3.2.Aan deze vordering leggen [eisers c.s.] , samengevat, het volgende ten grondslag. Na het opleggen van de last, waarvan de rechtmatigheid vaststaat, heeft de Gemeente jegens [eisers c.s.] onrechtmatig gehandeld door de wijze waarop zij haar bevoegdheid tot handhaving van het Besluit glastuinbouw heeft toegepast aangezien:
a. a) de Gemeente haar bevoegdheden heeft misbruikt doordat zij ten onrechte heeft vastgesteld dat de onder 2.9 bedoelde dwangsom was verbeurd en vervolgens tot invordering daarvan is overgegaan;
b) de Gemeente, ondanks dat [eiseres sub 1] verzet had ingesteld tegen de dwangsom, het misbruiken van haar controlebevoegdheden heeft voortgezet, waardoor [eiseres sub 1] in feite is gedwongen om onder die dreiging maatregelen te nemen - het plaatsen van gevelschermen - waarvan achteraf is gebleken dat die onnodig waren, omdat het verzet tegen het dwangbevel gegrond was;
c) de Gemeente in november 2008 opnieuw aan [eiseres sub 1] heeft laten weten dat een dwangsom was verbeurd, terwijl [eiseres sub 1] inmiddels in verzet was gekomen tegen de eerder opgelegde dwangsom;
d) de Gemeente hoger beroep heeft ingesteld tegen het vonnis van 21 april 2010.

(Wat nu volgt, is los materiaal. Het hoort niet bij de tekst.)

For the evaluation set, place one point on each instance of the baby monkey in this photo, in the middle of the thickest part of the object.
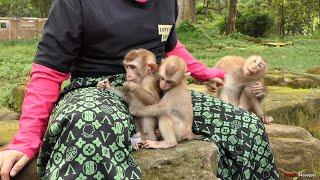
(174, 110)
(243, 83)
(141, 88)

Ten gevolge van dit onrechtmatig handelen van de Gemeente hebben [eisers c.s.] schade geleden. Die schade bestaat in de eerste plaats uit de kosten van de gevelschermen, die [eiseres sub 1] drie jaar lang heeft gehandhaafd om de lichtuittreding tegen te gaan, terwijl dit achteraf gebleken niet nodig was. In de tweede plaats bestaat de schade uit opbrengstderving ten gevolge van de schaduwwerking van de gevelschermen op de planten.